75 points | by gnubison 4 hours ago

3 comments

  • molteanu 2 hours ago
    I never understood the appeal of Feynman and these Lectures. It has been a constant topic for years around here.

    For example, the Electricity and Magnetism book by Purcell is phenomenal but it is hardly ever mentioned. To quote wikipedia,

    Electricity and Magnetism is a standard textbook in electromagnetism originally written by Nobel laureate Edward Mills Purcell in 1963. Along with David Griffiths' Introduction to Electrodynamics, this book is one of the most widely adopted undergraduate textbooks in electromagnetism. A Sputnik-era project funded by the National Science Foundation grant, the book is influential for its use of relativity in the presentation of the subject at the undergraduate level. In 1999, it was noted by Norman Foster Ramsey Jr. that the book was widely adopted and has many foreign translations.

    Something mysterious is going on here.

    • UniverseHacker 1 hour ago
      Feynman was a uniquely gifted teacher that made things intuitive and simple. Those other books are course textbooks for physics majors, and they require an order of magnitude more effort and time to understand.

      When I was a physics student the best students seemed to use both types of materials simultaneously. A work like Feynmans would give a bigger picture and more intuitive understanding of what is going on and help you not miss the forest for the trees so to speak, the regular textbooks will teach you all of the little details and math tricks you need to actually solve difficult problems with these concepts.

      • kamaal 38 minutes ago
        >>Feynman was a uniquely gifted teacher that made things intuitive and simple.

        I think explainers like Neil deGrasse Tyson have a job harder than people imagine. Historically the problem with science education has been, that, as the conceptual universe gets bigger and complicated there's a tendency to assume the common person is too stupid and beneath the subject to understand it.

        To simplify and demystify science to a point to get people interested in it as a intuitive iterative process helps a lot in increasing participation of the general crowd.

    • nemomarx 2 hours ago
      I'm not sure I'm seeing the mystery - do you mean you think that book is not mentioned enough?

      Digestible lectures from a charismatic man (who made the television circuit pretty often) have a different audience than comprehensive textbooks I would think.

      • molteanu 2 hours ago
        If one would really be interested in these kind of things, I'm pretty sure one would be interested in other great resources, like the one mentioned.

        If one would really be interested in classical music or philosophy one would sure not miss the (other) giants in the field instead of concentrating on just one or two.

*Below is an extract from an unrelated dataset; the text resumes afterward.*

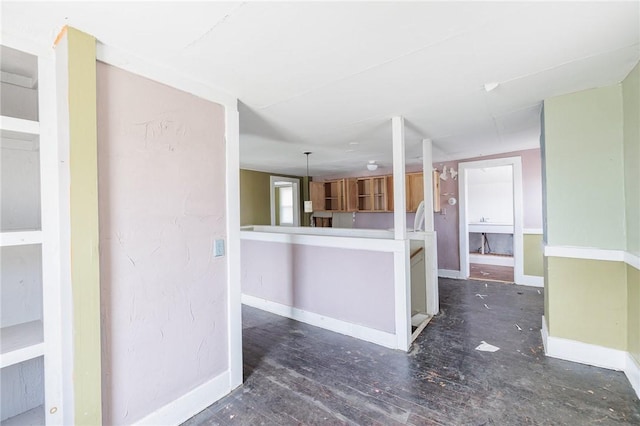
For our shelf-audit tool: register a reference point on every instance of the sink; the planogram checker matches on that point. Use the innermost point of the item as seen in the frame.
(491, 227)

        There's the mistery.

        • nemomarx 1 hour ago
          Interested enough to listen to a lecture for an hour is not the same level of interest as focusing on a book for many hours, basically. The two things aren't comparable in terms of depth, and many people are interested only enough for surface level understanding or intuition?
    • biophysboy 34 minutes ago
      Its just charisma. His pedagogy isn't great; my main criticism is that he isn't very incisive.

      Edit: to be fair though, textbooks are written while lectures are oral. So its hard to compare them.

    • rixed 1 hour ago
      Feynman was the epitome of "think outside the box" for physics, revisiting most topics with a personnal, "back to first principles" angle. Therefore his lecture notes are engaging and entertaining like no others, and a perfect complementary text to normal text books. When I was in college we used to pair the Feynman lecture notes with the much more dry Landau textbooks. A perfect mix, although probably already outdated at the time.
    • spicyusername 2 hours ago
      History and pop culture (and life) are like that.

      Richard Feynman is a person well worth remembering, but I'm sure many of his contemporaries that get talked about less were as well.

      So it goes.

    • jalapenog 42 minutes ago
      [dead]
  • bvan 1 hour ago
    Thanks for sharing. This is the best HN post of 2025 as far as my humble self is concerned.
  • k2enemy 1 hour ago
    Almost a thousand pages of presumably well thought out and neatly written notes. For lectures, and not even his own research. I'm always amazed at the productivity and output of the great ones.
    • amelius 1 hour ago
      Yeah well he didn't get addicted to computer programming so that gave him a lot of extra time to just think.